## WMT Test Set Processing
This notebook will be used for devising a script to parse WMT BTT test sets.

### Start State
WMT Test sets from 2020, 2021 and 2022 each comprise four files - test sentences, gold sentences, document mapping to ID, and sentence alignment.

### Desired Outcome
We have two different outcomes. These outcomes depend on the format most convenient for the utilities we will use.
- For our **test set**, which is the WMT 2022 BTT test set, we want to generate two .txt files of aligned sentences. The first .txt file contains source sentences s<sub>1</sub>, s<sub>2</sub> ... s<sub>N</sub>, while the second .txt file contains target sentences t<sub>1</sub>, t<sub>2</sub> ... t<sub>N</sub>, where t<sub>i</sub> is the gold-standard translation of s<sub>i</sub>. This format is most convenient for the Transformers `pipeline` utility.
- For our **validation set**, which comprises the concatenated 2020 and 2021 test sets, we want to generate a single .txt file containing aligned pairs of source and target sentences in the format `source_sentence (TAB) target_sentence (newline)`. This is more convenient for evaluation sets, for which we will use the HuggingFace `Trainer` API.

### Considerations
- HuggingFace's programmatic Dataset upload API is broken; this issue is still unresolved and cannot be overcome by switching to earlier versions. We therefore have to preprocess and upload via the web interface.
- We cannot use a CSV, because the `datasets` library's to_csv function adds strange characters to the data, even with the correct UTF encoding applied. In essence, converting to CSV and uploading _that_ leads to data corruption. Intuitively, we must use a .txt file and upload that via the web interface - end-users will load our dataset as a Dataset or DatasetDict object, and the .txt file source will be transparent to them.

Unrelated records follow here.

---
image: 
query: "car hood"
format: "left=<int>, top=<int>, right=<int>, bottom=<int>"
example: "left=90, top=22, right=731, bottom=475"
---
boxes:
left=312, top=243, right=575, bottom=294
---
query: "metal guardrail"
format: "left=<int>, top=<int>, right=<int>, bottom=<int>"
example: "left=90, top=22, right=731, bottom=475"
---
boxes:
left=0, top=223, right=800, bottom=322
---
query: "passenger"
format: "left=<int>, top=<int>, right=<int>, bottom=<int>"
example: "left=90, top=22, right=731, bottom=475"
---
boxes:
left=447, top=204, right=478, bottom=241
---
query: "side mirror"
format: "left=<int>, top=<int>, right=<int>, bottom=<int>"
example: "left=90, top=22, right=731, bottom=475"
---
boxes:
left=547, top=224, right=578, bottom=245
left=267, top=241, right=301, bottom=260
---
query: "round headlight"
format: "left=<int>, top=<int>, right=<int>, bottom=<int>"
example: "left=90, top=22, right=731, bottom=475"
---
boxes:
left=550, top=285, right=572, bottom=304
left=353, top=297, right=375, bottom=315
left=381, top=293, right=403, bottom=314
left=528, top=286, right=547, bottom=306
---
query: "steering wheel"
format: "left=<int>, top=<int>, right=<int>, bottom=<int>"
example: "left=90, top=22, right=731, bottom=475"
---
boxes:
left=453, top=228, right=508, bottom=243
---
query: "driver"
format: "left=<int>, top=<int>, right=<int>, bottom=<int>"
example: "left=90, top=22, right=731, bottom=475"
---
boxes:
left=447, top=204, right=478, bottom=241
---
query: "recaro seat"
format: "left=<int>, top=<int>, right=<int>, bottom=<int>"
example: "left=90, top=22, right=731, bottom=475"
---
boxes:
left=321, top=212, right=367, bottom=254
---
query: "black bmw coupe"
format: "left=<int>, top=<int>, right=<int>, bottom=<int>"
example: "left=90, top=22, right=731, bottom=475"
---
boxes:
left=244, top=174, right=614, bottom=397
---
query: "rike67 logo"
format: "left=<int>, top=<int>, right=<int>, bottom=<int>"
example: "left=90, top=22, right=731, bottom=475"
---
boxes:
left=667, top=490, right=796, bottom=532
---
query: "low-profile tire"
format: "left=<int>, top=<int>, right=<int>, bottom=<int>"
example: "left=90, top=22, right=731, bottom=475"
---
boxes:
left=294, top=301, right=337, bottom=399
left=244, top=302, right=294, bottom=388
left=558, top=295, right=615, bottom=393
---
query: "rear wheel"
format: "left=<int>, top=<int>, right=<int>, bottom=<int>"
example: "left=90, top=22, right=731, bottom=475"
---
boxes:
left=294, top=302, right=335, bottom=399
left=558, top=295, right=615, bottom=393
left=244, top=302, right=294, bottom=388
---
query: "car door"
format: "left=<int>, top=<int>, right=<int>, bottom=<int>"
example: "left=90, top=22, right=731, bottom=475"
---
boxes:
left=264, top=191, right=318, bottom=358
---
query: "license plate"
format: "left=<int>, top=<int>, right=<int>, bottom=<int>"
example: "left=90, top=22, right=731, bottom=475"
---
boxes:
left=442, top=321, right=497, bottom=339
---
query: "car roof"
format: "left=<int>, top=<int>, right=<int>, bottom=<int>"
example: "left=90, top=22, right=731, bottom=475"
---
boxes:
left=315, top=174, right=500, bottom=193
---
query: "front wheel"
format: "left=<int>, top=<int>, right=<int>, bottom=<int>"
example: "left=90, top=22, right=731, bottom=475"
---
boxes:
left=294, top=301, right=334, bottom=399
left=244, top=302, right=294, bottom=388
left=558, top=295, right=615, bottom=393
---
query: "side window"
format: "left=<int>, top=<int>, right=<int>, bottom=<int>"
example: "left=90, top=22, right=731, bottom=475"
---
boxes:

I'll write up a script to process these .txt files, since they will all be in the same format.

In [1]:
#Get current working directory
import os, pandas as pd
dir_path = os.getcwd()

In [2]:
#Organise file path names first
YEARS = [20, 21, 22]
FILE_NAMES = ["alignment.tsv", "gold.txt", "mapping.txt", "test.txt"]
FILE_PATHS = { YEARS[j] : ["../data/wmt" + str(YEARS[j]) + "_enfr_test/wmt" + str(YEARS[j]) + "_enfr_" + FILE_NAMES[i] for i in range(len(FILE_NAMES))] for j in range(len(YEARS))}

In [3]:
#Start with 2022
files_2022 = FILE_PATHS[22]

In [4]:
#Inspect and read content into a list of pandas dataframes
content = {"alignment":"", "gold":"", "mapping":"", "test":""} #Helps us identify which is which
numMap = {0 : "alignment", 1: "gold", 2 : "mapping", 3 : "test"}
col_names = {0 : ["alignmentQuality", "ID", "targetSentenceNum", "sourceSentenceNum"], 1 : ["docNum", "targetSentenceNum", "sentence"], 2 : ["ID", "docNum"], 3 : ["docNum", "sourceSentenceNum", "sentence"]}
for i in range(len(files_2022)):
    f = open(os.path.join(dir_path, files_2022[i]))
    #print(repr(f.readline())) #All our files are tab-separated! This allows us to use pandas as follows:
    content[numMap[i]] = pd.read_csv(f, delimiter = "\t", header=None, names = col_names[i])
    f.close()

In [5]:
#Test our ability to write output without data corruption - seems okay from what I can see
"""
f = open("testoutput.txt", "w")
for i in range(len(content["gold"])):
    f.write(content["gold"]["sentence"][i])
    f.write("\n")
f.close()
"""

Our first step is to modify the alignments by substituting document numbers for IDs. We'll add an extra column for this.

In [6]:
#Convert our mappings dataframe into a dictionary
mappings = dict(content["mapping"].values)

In [7]:
content["alignment"]

Unnamed: 0,alignmentQuality,ID,targetSentenceNum,sourceSentenceNum
0,OK,35096693,1,1
1,OK,35096693,2,2
2,OK,35096693,3,3
3,OK,35096693,4,4
4,OK,35096693,5,5
...,...,...,...,...
808,NO_ALIGNMENT,19144122,omitted,26
809,NO_ALIGNMENT,19144122,omitted,27
810,NO_ALIGNMENT,19144122,omitted,28
811,NO_ALIGNMENT,19144122,omitted,29


In [8]:
#Create new column with corresponding document numbers
alignments = content["alignment"]
alignments["docNum"] = alignments["ID"].map(mappings)

In [9]:
alignments

Unnamed: 0,alignmentQuality,ID,targetSentenceNum,sourceSentenceNum,docNum
0,OK,35096693,1,1,doc19
1,OK,35096693,2,2,doc19
2,OK,35096693,3,3,doc19
3,OK,35096693,4,4,doc19
4,OK,35096693,5,5,doc19
...,...,...,...,...,...
808,NO_ALIGNMENT,19144122,omitted,26,doc11
809,NO_ALIGNMENT,19144122,omitted,27,doc11
810,NO_ALIGNMENT,19144122,omitted,28,doc11
811,NO_ALIGNMENT,19144122,omitted,29,doc11


Then, we must filter out only the OK sentence alignments and query the gold and test dataframes with these. Weirdly enough, some OK alignments omitted the target and source sentence numbers, perhaps due to truncated abstracts. So far, so good - this is still WMT BTT protocol, because they only used the OK aligned test sets.

In [10]:
ok_alignments = alignments.loc[(alignments["alignmentQuality"] == "OK") & 
(alignments["targetSentenceNum"].str.contains("omitted") == False) & 
(alignments["sourceSentenceNum"].str.contains("omitted") == False)]

In [11]:
print(ok_alignments.targetSentenceNum.unique())
print(ok_alignments.sourceSentenceNum.unique())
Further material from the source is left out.